For implementation details, visit [tugstugi/mongolian-nlp/forced_aligner](https://github.com/tugstugi/mongolian-nlp/tree/master/forced_aligner)

## Setup

In [0]:
%tensorflow_version 1.x
import os, pathlib, json
from os.path import exists, join, expanduser

import IPython
from IPython.display import YouTubeVideo, Audio, clear_output, display

### Install aeneas

In [0]:
# aeneas needs espeak
!apt-get install -qq libespeak-dev > /dev/null
# aeneas must be installed from the devel branch
!pip install -q https://codeload.github.com/readbeyond/aeneas/zip/devel

### Install Tacotron-2

In [0]:
# pyaudio needs this system dependency!
!apt-get install -qq portaudio19-dev > /dev/null
# clone Tacotron-2 and install dependencies
if not exists('Tacotron-2'):
  !git clone https://github.com/tugstugi/Tacotron-2.git && cd Tacotron-2 && pip install -q -r requirements.txt

### Download a pretrained Tacotron-2 model

In [0]:
if not exists('Tacotron-2/logs-Tacotron/taco_pretrained'):
  # download pretrained model from the Google Drive link
  pretrained_file_id = "1fgx0kpf0Oe2Idz3lUZM6-p343nc-24Hq"
  pretrained_file_name = "taco_pretrained.tar.gz"
  !curl -c ./cookie -s -L "https://drive.google.com/uc?export=download&id=$pretrained_file_id" > /dev/null
  confirm_text = !awk '/download/ {print $NF}' ./cookie
  confirm_text = confirm_text[0]
  !curl -Lb ./cookie "https://drive.google.com/uc?export=download&confirm=$confirm_text&id=$pretrained_file_id" -o $pretrained_file_name
  # extract it
  !mkdir Tacotron-2/logs-Tacotron/
  !tar xvfz $pretrained_file_name --directory Tacotron-2/logs-Tacotron/

### Download the Tacotron-2 wrapper for aeneas

In [0]:
if not exists('aeneas-helper.py'):
  !pip install -q youtube-dl pydub
  !curl https://raw.githubusercontent.com/tugstugi/mongolian-nlp/master/forced_aligner/aeneas-helper.py > aeneas-helper.py
  !curl https://raw.githubusercontent.com/tugstugi/mongolian-nlp/master/forced_aligner/aeneas-helper.sh > aeneas-helper.sh
  !chmod a+x aeneas-helper.sh

## Forced Aligner Demo

As a demo, we will force align a speech of the Mongolian president Battulga:

In [6]:
YouTubeVideo(id='x3OiZ4lj5vs', width=600, height=300)

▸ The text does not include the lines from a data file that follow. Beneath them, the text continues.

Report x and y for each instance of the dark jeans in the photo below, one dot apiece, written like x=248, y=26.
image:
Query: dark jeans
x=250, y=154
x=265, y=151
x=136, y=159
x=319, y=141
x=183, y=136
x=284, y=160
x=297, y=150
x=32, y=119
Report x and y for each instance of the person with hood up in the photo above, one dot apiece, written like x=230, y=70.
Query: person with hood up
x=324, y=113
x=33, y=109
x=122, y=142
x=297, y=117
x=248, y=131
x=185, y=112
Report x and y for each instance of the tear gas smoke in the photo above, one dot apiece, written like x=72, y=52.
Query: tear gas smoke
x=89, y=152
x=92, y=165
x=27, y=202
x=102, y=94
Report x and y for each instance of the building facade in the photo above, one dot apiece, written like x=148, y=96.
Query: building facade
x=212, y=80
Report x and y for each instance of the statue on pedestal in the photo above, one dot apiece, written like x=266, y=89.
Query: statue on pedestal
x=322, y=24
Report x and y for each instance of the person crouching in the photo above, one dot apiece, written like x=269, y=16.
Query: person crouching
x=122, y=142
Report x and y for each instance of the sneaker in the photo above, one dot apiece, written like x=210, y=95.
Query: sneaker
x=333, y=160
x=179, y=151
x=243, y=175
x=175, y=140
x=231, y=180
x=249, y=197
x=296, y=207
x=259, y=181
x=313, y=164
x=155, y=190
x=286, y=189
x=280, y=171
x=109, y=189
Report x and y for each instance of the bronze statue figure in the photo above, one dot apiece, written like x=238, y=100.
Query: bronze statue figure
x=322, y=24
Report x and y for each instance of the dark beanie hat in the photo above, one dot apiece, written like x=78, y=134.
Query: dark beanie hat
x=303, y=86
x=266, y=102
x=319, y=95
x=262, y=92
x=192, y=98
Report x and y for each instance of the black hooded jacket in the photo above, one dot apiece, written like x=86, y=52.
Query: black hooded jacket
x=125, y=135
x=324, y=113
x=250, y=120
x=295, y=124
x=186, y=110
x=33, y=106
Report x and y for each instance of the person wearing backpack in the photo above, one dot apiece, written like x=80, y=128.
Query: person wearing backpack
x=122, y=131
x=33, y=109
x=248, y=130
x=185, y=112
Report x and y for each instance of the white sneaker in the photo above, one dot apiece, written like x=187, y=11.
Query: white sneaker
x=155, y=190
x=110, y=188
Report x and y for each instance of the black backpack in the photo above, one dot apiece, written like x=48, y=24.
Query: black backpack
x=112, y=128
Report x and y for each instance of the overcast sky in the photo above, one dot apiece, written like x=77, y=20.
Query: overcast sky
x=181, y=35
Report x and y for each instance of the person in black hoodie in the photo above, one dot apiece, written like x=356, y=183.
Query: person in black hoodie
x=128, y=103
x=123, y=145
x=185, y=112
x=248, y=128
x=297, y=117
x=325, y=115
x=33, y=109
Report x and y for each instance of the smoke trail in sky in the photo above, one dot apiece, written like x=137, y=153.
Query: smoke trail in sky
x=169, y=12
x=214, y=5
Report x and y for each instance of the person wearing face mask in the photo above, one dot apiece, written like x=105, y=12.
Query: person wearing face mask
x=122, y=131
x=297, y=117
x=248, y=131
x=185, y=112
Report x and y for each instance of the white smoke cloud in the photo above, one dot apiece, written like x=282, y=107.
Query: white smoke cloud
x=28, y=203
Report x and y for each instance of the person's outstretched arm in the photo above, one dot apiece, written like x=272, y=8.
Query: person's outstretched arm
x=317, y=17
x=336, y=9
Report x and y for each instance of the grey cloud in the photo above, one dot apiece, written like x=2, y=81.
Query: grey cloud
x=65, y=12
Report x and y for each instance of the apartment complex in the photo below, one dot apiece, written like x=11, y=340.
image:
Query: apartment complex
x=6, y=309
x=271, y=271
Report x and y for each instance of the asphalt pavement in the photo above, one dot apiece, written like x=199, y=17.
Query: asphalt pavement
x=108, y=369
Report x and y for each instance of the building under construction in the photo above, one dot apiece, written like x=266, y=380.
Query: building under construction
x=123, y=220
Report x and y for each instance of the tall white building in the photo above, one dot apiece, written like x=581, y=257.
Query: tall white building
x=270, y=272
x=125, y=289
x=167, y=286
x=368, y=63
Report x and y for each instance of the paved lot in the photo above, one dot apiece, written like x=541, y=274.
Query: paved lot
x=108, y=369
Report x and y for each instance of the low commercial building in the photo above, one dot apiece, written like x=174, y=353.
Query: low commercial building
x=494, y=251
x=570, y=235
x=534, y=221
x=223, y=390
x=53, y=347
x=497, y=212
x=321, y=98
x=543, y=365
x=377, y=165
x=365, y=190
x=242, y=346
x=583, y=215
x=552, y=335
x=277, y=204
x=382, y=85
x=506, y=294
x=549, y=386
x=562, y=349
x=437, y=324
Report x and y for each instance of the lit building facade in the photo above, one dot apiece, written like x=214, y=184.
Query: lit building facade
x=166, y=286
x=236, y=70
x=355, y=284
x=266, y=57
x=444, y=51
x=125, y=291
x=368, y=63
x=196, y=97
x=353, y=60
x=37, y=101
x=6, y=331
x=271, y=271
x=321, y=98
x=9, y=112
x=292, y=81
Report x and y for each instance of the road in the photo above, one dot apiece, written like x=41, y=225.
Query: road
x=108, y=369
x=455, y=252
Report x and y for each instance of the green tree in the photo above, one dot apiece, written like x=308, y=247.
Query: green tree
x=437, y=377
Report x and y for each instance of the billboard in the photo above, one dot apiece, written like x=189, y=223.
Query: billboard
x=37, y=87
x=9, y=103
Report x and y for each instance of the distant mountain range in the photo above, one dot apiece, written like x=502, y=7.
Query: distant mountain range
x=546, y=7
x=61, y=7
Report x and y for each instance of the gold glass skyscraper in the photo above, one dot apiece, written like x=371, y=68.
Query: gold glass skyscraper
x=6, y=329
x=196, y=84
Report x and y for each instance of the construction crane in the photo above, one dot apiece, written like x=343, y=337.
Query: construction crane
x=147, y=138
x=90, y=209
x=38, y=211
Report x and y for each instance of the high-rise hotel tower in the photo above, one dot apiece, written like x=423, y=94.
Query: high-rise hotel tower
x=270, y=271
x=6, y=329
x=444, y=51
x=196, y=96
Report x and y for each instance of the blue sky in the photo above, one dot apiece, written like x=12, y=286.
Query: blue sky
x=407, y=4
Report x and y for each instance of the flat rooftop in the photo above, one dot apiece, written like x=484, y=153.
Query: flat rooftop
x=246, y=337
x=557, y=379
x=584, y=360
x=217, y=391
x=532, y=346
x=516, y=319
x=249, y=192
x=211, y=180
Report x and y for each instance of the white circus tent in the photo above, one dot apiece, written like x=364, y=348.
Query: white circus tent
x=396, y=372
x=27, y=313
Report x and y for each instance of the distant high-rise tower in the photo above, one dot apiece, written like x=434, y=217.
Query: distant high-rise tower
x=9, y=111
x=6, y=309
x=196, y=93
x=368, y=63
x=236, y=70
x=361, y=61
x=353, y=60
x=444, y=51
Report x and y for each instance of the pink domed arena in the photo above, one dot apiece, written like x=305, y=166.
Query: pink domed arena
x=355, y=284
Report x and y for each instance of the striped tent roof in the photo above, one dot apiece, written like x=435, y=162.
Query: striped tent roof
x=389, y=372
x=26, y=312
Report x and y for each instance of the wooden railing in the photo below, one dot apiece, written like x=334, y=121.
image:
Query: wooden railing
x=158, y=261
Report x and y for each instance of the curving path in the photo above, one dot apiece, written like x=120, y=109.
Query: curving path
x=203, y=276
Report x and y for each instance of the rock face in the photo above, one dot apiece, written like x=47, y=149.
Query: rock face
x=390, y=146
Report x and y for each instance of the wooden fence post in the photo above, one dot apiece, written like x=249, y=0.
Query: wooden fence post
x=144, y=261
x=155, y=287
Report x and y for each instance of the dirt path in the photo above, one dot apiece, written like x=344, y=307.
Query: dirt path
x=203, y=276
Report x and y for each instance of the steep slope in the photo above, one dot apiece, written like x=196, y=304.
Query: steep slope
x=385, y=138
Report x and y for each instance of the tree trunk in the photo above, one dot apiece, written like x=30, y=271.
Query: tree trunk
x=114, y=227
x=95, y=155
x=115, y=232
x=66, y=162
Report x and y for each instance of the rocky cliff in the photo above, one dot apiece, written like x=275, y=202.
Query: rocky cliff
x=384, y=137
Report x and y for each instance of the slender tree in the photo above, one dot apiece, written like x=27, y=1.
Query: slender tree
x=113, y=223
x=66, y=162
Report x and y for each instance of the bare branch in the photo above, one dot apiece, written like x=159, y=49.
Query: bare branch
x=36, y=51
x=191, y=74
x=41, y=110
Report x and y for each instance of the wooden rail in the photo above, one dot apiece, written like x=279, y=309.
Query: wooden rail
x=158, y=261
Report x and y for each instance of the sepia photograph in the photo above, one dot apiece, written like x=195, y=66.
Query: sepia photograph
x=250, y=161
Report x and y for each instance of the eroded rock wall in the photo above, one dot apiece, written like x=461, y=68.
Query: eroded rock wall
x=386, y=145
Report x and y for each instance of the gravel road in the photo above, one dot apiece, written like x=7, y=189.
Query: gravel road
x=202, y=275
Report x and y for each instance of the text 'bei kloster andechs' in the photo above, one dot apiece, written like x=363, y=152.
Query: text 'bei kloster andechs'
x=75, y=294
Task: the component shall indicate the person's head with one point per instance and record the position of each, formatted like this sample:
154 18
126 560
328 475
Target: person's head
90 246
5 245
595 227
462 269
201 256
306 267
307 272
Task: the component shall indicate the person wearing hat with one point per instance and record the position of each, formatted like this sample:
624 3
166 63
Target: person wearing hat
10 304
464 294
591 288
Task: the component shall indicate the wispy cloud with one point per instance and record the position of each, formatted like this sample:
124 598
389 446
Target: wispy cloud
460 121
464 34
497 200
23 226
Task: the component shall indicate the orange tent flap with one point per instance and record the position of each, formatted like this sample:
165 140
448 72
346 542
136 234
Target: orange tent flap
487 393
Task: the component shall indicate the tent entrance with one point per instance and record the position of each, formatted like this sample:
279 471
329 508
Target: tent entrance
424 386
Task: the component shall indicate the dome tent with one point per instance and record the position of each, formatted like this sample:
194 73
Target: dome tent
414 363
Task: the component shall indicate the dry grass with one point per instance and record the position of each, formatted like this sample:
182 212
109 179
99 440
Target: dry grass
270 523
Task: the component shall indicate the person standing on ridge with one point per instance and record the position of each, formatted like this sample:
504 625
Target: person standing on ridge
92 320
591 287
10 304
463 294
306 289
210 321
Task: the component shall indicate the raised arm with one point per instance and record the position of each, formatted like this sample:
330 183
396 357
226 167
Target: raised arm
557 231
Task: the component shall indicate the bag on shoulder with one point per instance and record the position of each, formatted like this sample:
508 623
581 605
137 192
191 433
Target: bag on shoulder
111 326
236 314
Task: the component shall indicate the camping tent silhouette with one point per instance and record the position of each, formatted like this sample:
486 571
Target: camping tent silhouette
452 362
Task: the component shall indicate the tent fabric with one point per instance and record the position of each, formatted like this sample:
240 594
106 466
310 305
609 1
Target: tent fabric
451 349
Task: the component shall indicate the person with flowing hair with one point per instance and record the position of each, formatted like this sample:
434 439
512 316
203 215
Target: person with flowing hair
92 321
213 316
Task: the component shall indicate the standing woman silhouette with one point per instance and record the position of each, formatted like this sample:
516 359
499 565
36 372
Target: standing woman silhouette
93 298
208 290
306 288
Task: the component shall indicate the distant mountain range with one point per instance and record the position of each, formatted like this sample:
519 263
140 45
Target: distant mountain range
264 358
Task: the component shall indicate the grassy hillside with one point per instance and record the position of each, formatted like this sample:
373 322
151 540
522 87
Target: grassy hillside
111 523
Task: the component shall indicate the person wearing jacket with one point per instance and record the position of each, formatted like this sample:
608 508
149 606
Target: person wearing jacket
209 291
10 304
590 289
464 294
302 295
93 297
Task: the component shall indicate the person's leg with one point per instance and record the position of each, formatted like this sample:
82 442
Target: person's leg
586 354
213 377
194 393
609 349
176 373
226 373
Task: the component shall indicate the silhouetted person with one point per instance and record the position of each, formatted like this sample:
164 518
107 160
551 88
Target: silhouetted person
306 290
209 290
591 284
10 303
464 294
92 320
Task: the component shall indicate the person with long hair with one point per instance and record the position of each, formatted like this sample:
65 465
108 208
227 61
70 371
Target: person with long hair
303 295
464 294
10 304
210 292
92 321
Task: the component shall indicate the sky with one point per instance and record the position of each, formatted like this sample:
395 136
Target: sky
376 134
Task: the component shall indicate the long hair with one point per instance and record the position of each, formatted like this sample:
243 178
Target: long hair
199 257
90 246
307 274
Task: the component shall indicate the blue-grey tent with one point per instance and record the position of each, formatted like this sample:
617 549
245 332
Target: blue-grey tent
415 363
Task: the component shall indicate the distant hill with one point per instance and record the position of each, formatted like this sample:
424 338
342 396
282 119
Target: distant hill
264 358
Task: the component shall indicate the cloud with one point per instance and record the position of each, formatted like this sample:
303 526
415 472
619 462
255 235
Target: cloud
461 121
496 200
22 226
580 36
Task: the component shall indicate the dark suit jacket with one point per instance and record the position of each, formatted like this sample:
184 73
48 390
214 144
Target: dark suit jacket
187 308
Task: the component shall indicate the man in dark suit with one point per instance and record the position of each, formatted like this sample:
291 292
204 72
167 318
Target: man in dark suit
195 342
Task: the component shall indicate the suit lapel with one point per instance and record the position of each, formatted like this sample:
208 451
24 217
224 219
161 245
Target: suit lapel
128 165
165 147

We will download the above video and extract the audio from 00:10s to 00:29s into a file **battulga.mp3**:

In [7]:
!youtube-dl --quiet --extract-audio --audio-format mp3 -o "download.%(ext)s" https://www.youtube.com/watch?v=x3OiZ4lj5vs
!ffmpeg -loglevel panic -y -ss 10.6 -t 18.8 -i download.mp3 battulga.mp3
import pydub
audio = pydub.AudioSegment.from_mp3('battulga.mp3')
# show the audio
audio

The text of the above speech is copied from [https://president.mn/7314/](https://president.mn/7314/) and written into a file **battulga.txt**:

In [0]:
SENTENCES = [
  "Монгол Улсын дөрвөн зүг, найман зовхист амьдран суугаа хүндэт ард иргэд ээ.",
  "Даян дэлхийд тархан суурьшсан Монгол туургатнууд аа.",
  "Он солигдох торгон мөч ирлээ.",
  "Монголчууд бид гурав дахь мянганы арван наймдах оноо үдэж,",
  "ирээдүйгээ дархлан бүтээх хоёр мянга арван есөн оныг угтаж байна."
]
SENTENCES = "\n".join(SENTENCES)
!echo "$SENTENCES" > battulga.txt

Now, we will force align the audio **battulga.mp3** with the text file **battulga.txt** and write out the result into a file **result.json**. If you are using Colab and it takes too long, change your Runtime type to **GPU**.

In [0]:
!python -m aeneas.tools.execute_task -r="tts=custom|tts_path=./aeneas-helper.py" \
    battulga.mp3 battulga.txt \
    "task_language=mon|os_task_file_format=json|is_text_type=plain" \
    result.json

Read now the **result.json** file and show it nicely:

In [10]:
for fragment in json.loads(pathlib.Path('result.json').read_text())['fragments']:
    start = int(float(fragment['begin'])*1000)
    end = int(float(fragment['end'])*1000)
    text = fragment['lines'][0]
    print(text)
    display(audio[start:end])

Монгол Улсын дөрвөн зүг, найман зовхист амьдран суугаа хүндэт ард иргэд ээ.


Даян дэлхийд тархан суурьшсан Монгол туургатнууд аа.


Он солигдох торгон мөч ирлээ.


Монголчууд бид гурав дахь мянганы арван наймдах оноо үдэж,


ирээдүйгээ дархлан бүтээх хоёр мянга арван есөн оныг угтаж байна.